= Andrija Marković =

Builder and stonemason

Andrija Marković (c. 1400 - after 1438) was a builder and stonemason living and working in the Republic of Ragusa during the turbulent fifteenth century when it became part of the Republic of Venice.

==Korčula==
Andrija Marković, a builder and stonemason from the island of Korčula, was the founder of the famous Korčula architectural and stonemason family Andrijić. He is the son of the stonemason Marko Miličević, who learned the trade from Ivan from Vienna.

==Biography==
After learning his trade early in his career, Andrija Marković teamed up with several stonemasons after he received a commission from the city and island of Korčula to construct a church.

One of the most noteworthy accomplishments was a foreign commission in San Salvo where he worked on the Cistercian abbey of Santi Vito e Salvo.

==Andrijić's family==
Operating in Korčula and Dubrovnik, the Andrijići formed the core of the so-called Dubrovnik - Korčula School of Architecture and Stonemasonry. Acting continuously from the beginning of the 15th century to the end of the 16th century, they achieved a number of significant monuments in the late Gothic art and Renaissance movement.

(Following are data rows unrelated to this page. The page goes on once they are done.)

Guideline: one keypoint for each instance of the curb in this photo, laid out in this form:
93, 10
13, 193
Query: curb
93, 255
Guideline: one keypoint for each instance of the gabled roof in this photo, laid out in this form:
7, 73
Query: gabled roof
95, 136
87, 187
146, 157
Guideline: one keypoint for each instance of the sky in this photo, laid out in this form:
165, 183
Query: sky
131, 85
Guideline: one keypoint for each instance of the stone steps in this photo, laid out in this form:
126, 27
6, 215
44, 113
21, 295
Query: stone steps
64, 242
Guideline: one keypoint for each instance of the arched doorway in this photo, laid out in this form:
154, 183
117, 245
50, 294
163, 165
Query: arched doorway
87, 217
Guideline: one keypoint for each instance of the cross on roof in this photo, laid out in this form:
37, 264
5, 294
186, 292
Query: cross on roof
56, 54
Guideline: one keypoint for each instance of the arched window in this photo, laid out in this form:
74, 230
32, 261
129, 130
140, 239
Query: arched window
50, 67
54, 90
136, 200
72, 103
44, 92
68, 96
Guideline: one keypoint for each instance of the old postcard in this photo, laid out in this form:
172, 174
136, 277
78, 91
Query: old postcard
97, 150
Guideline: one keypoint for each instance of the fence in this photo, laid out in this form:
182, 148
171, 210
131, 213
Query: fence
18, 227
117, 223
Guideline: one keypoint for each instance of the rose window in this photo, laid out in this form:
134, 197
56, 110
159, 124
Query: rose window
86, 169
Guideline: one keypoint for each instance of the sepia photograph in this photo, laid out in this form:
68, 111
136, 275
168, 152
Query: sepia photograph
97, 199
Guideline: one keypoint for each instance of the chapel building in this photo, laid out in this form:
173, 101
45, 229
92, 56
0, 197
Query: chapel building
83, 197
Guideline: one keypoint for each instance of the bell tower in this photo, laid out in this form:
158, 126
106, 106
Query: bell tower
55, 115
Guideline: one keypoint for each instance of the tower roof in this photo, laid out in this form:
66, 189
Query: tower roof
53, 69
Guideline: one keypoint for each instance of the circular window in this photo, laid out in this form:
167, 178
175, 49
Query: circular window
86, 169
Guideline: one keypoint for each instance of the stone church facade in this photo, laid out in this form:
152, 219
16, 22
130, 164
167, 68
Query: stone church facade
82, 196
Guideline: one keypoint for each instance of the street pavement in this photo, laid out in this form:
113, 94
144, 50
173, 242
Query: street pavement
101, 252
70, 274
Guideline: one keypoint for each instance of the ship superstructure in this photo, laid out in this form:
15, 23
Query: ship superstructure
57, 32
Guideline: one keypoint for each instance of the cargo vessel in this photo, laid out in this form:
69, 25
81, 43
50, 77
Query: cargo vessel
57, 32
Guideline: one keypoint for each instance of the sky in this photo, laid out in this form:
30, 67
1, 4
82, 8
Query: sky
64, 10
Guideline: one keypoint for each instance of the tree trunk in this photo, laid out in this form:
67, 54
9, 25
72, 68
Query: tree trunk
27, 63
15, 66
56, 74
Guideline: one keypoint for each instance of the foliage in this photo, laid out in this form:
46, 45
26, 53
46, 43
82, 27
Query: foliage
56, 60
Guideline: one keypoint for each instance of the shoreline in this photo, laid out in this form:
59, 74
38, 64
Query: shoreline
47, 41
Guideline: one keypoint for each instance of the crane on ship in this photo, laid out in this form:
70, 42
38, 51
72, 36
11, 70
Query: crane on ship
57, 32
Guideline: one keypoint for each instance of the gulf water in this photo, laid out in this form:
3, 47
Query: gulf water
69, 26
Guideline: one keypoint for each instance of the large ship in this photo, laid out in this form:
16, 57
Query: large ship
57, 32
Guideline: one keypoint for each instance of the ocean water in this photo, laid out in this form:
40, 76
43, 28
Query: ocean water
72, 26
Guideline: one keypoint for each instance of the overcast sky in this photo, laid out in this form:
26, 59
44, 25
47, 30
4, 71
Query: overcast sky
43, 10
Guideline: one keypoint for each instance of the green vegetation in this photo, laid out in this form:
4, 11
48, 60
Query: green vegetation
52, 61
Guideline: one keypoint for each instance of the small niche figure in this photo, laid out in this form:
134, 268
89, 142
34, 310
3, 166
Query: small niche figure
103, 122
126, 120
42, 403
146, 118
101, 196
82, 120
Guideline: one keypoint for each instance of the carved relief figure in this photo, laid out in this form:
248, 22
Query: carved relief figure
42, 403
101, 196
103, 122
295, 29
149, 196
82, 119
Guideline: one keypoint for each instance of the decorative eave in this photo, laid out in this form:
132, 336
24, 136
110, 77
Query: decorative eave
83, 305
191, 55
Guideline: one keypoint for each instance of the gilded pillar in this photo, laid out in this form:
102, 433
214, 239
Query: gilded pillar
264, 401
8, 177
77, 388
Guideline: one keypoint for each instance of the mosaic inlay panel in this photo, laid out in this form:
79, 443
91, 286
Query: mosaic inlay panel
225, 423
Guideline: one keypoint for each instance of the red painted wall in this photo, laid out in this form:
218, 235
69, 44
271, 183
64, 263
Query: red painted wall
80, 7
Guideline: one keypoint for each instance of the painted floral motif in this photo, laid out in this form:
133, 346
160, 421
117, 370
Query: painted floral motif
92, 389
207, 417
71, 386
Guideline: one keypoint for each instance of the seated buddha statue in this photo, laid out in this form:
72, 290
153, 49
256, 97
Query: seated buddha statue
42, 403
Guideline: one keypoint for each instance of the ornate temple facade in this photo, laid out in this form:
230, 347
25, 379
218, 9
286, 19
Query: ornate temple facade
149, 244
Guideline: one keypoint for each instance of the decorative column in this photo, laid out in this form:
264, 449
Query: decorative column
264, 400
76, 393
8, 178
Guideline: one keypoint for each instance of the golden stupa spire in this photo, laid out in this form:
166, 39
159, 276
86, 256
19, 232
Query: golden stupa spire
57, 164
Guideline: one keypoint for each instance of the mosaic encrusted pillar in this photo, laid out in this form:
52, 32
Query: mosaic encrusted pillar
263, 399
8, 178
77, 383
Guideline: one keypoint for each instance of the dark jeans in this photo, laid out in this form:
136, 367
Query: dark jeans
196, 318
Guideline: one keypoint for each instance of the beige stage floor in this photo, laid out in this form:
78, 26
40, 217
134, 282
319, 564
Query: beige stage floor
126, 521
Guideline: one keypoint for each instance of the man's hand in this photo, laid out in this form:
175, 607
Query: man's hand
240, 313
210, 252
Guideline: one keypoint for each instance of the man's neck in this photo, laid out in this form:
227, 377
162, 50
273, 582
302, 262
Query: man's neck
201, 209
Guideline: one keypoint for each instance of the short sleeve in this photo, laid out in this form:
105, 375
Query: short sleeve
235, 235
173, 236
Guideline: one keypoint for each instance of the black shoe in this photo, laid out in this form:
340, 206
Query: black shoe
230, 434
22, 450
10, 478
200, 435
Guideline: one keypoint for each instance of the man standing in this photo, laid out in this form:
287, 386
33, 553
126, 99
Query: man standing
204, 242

The last known Andrijić was a painter by the name of Kuzma Andrijić who worked on Korčula until the end of the 18th century. The others include:

- Marko Miličević (14th - 15th century)
- Andrija Marković (mentioned in archives since 1438)
- Vlahuša - Blaž Andrijić (mentioned from 1468 to 1516)
- Jerko Andrijić (mentioned from 1487 to 1518)
- Marko Andrijić (mentioned from 1470 to 1507)
- Petar Andrijić (mentioned from 1492 to 1553)
- Josip Andrijić (16th century)
- Andrija Andrijić (16th century)
- Andrija Markov (mentioned from 1511 to 1532)
- Frane Jerkov (mentioned from 1507 to 1523)
- Nikola Blažev (mentioned from 1512 to 1553)
- Josip Markov (mentioned from 1503 to 1547)
- Nikola Franov (late 16th century)
- Ivan Josipov (late 16th century)
- Kuzma Andrijić (end of the 18th century)

==Literature==
- Cvito Fisković- Our builders and sculptors of the 15th and 16th centuries in Dubrovnik, Zagreb, 1947.
- Cvito Fisković- The first known Dubrovnik builders, JAZU, Dubrovnik, 1955.
- Vinko Foretić- The origin of the family of Korčula stonemasons Andrijić, Peristil, Br. 3, Zagreb, 1960.